Sat 10 May, 2003 10:30 pm
'You're welcome' doesn't deserve to die
'The traditional reply to 'Thank you' is on the endangered phrase list, Jim Kershner figures. The Spokesman-Review
I held the elevator door open and allowed a stranger to enter first.
"Thank you," she said.
"Mmm-hmm," I replied.
Then I walked over to a colleague and handed him a print-out I had promised him.
"Thank you," he said.
"Mmm-hmm," was my gracious reply.
Then I went home and retrieved the pickles from the refrigerator for my wife.
"Thank you, dear," she said.
"Mmm-hmm," I said, absent-mindedly.
Then I arrived at the Opera House and I held the door open for five people who happened to arrive right behind me. They each thanked me as they swept through.
I replied thusly: "Mmm-hmm. Mmm-hmm. Mmm-hmm. Mmm-hmm. Mmm-hmm."
At this moment two thoughts popped into my head. First, I was beginning to sound like a defective clothes dryer.
Second, "I'm sorry," "I love you," or even, "I'm lost," are NOT the hardest words in the English language for a person to utter.
They are, "You're welcome."
I've noticed an astonishing drop in the use of "You're welcome" in our society over the years. For some reason, Americans cannot punch out those two simple words, even in circumstances which require it.
Be honest, now. If you were ever to leap fully clothed off a dock, grab a drowning toddler in a headlock, deliver the sputtering child into the weeping arms of her grateful parents, how would you reply when they blurted out, "Thank you! Thank you! Thank you!"?
"No problem," you would say, after extracting a small perch from your shorts.
"No problem," is the new "You're welcome," even more than "mmm-hmm."
When you thank a waitress for a refill, she says, "No problem." When you thank a friend for giving you Mariners' tickets, he says, "No problem." When you thank your 3-year-old for using the potty like a big boy, the little tyke says, "No problem."
Not everyone says, "No problem." People who want to be particularly formal go with "No problemo."
Here are some other "You're welcome" substitutes in common currency:
"No big deal."
"'s' all right."
"Forget about it."
I am not concerned strictly with courtesy here, although I think Miss Manners would agree that "no problem," not to mention "mmm-hmm," is hardly accepted etiquette. I am concerned with the difference in actual meaning between "you're welcome" and "no problem."
"You're welcome" implies that I have freely given a gift of my time, my attention, or my door-holding arm, and that I am happy to give it. You are under no obligation to me for this favor, because, darn it, you deserve it.
"No problem," however, implies that I have done you a favor only because it caused ME no convenience. If it had been a problem, I might not have opened the door for you at all.
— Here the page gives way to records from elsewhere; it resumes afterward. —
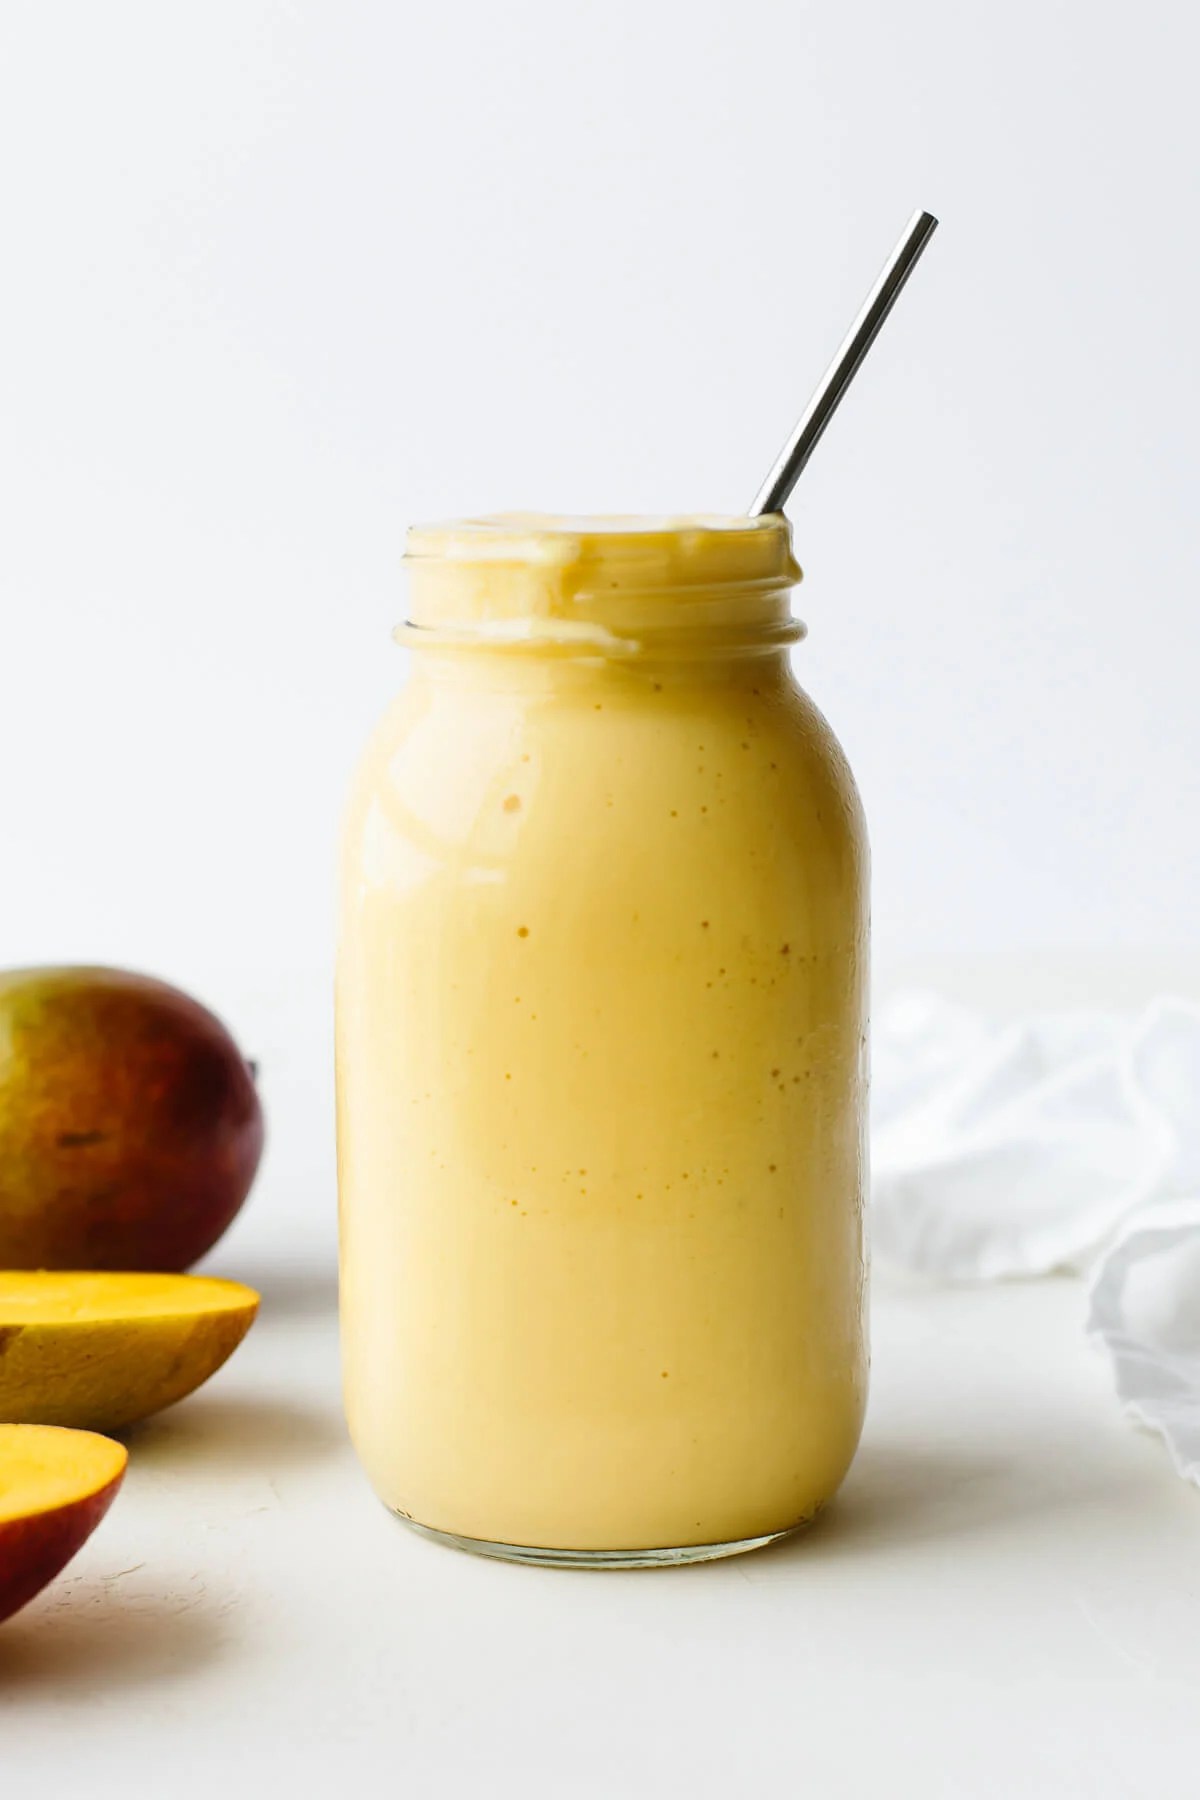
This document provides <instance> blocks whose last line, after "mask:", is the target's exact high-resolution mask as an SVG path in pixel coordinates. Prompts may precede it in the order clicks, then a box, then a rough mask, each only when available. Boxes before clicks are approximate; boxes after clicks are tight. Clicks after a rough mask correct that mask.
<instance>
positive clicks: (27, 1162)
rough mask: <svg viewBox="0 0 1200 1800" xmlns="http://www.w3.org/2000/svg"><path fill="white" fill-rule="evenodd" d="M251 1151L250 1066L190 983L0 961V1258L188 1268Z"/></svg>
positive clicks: (137, 1267)
mask: <svg viewBox="0 0 1200 1800" xmlns="http://www.w3.org/2000/svg"><path fill="white" fill-rule="evenodd" d="M261 1152H263V1109H261V1105H259V1096H257V1091H255V1085H254V1071H252V1069H250V1066H248V1064H246V1062H245V1058H243V1057H241V1053H239V1049H237V1046H236V1044H234V1040H232V1037H230V1035H228V1031H227V1030H225V1026H223V1024H221V1022H219V1019H214V1015H212V1013H210V1012H207V1010H205V1008H203V1006H200V1004H198V1003H196V1001H193V999H189V995H187V994H180V990H178V988H173V986H167V983H164V981H155V979H151V977H149V976H137V974H130V972H126V970H119V968H18V970H11V972H7V974H0V1267H7V1269H157V1271H164V1273H166V1271H178V1269H187V1267H189V1265H191V1264H193V1262H196V1260H198V1258H200V1256H203V1253H205V1251H207V1249H210V1247H212V1244H216V1240H218V1238H219V1235H221V1231H225V1228H227V1226H228V1222H230V1219H232V1217H234V1213H236V1211H237V1208H239V1206H241V1202H243V1201H245V1197H246V1193H248V1192H250V1183H252V1181H254V1174H255V1170H257V1165H259V1156H261Z"/></svg>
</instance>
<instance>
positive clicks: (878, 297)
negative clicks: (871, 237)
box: [750, 212, 937, 517]
mask: <svg viewBox="0 0 1200 1800" xmlns="http://www.w3.org/2000/svg"><path fill="white" fill-rule="evenodd" d="M936 230H937V220H936V218H934V214H932V212H914V214H912V218H910V220H909V225H907V229H905V234H903V238H901V239H900V243H898V245H896V248H894V250H892V254H891V256H889V259H887V263H885V265H883V270H882V274H880V279H878V281H876V284H874V286H873V288H871V293H869V295H867V299H865V301H864V304H862V311H860V313H858V319H855V324H853V326H851V328H849V333H847V337H846V340H844V344H842V347H840V351H838V353H837V356H835V358H833V362H831V364H829V367H828V369H826V373H824V376H822V378H820V383H819V387H817V392H815V394H813V398H811V400H810V401H808V405H806V407H804V412H802V414H801V421H799V425H797V427H795V430H793V432H792V437H790V439H788V443H786V445H784V448H783V452H781V454H779V459H777V463H775V466H774V468H772V472H770V475H768V477H766V481H765V482H763V486H761V488H759V491H757V495H756V499H754V506H752V508H750V515H752V517H754V515H757V513H781V511H783V508H784V506H786V500H788V495H790V493H792V490H793V488H795V484H797V481H799V479H801V475H802V472H804V464H806V463H808V459H810V455H811V454H813V450H815V448H817V445H819V443H820V436H822V432H824V428H826V425H828V423H829V419H831V418H833V414H835V412H837V409H838V407H840V403H842V398H844V394H846V389H847V387H849V383H851V382H853V380H855V374H856V373H858V364H860V362H862V358H864V356H865V355H867V351H869V349H871V346H873V344H874V338H876V335H878V329H880V326H882V324H883V320H885V319H887V315H889V313H891V310H892V306H894V304H896V301H898V297H900V290H901V288H903V284H905V281H907V279H909V275H910V274H912V270H914V268H916V266H918V261H919V256H921V250H923V248H925V245H927V243H928V241H930V238H932V236H934V232H936Z"/></svg>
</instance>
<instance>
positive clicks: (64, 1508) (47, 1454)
mask: <svg viewBox="0 0 1200 1800" xmlns="http://www.w3.org/2000/svg"><path fill="white" fill-rule="evenodd" d="M124 1465H126V1451H124V1445H121V1444H113V1442H112V1438H99V1436H95V1433H92V1431H59V1429H58V1427H56V1426H0V1620H5V1618H11V1616H13V1613H16V1611H18V1607H22V1606H25V1604H27V1602H29V1600H32V1597H34V1595H36V1593H41V1589H43V1588H45V1584H47V1582H49V1580H54V1577H56V1575H58V1573H59V1570H61V1568H65V1566H67V1562H70V1559H72V1557H74V1553H76V1550H79V1546H81V1544H83V1543H85V1541H86V1539H88V1537H90V1535H92V1532H94V1530H95V1526H97V1525H99V1523H101V1519H103V1517H104V1514H106V1512H108V1508H110V1505H112V1501H113V1496H115V1492H117V1489H119V1487H121V1478H122V1476H124Z"/></svg>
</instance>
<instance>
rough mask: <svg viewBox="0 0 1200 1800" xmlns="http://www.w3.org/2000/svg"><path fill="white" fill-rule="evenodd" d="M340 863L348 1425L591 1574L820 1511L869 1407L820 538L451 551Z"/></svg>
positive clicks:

Open your own stupid door.
Still, "no problem" is an improvement over "mmm-hmm," which implies that I have not evolved past the grunting stage. I can barely muster up the breath to acknowledge your existence, much less your gratitude.
So I think we should all work on honing our "You're welcome" skills this week.
I hope this will make the world at least a slightly more gracious place. If it does, please don't bother to say, "Thank you."
I would probably only reply, "Dude," and embarrass us both.
Yeah! I've been known to say "thank you" to a cashier to kind of point out that she didn't. And still, she comes back with "No problem." I'd tear my hair except that, um
Are you saying you have a full head of hair???
No, that's not what I'm saying, Husker, but thanks for the kind interpretation.
I do my best to teach my kids, " You're Welcome" My 5 usually says, " Its ok Mamma, You're welcome" I say thank you to my 3 and he says "
thank you" back LOL
And NO, Roger isn't bald. Nor is he loosing hair. His body is just creatively building a Solar Pannel, for brain power. :wink:
In Spanish the rejoinder would be "de nada"; literally, "it's nothing" but probably more effectively translated as "think nothing of it".
You are welcome.
Good manners are the lubricant of social friction.
Very common to hear "You're welcome " in Boston, and I've yet to hear it in NYCity.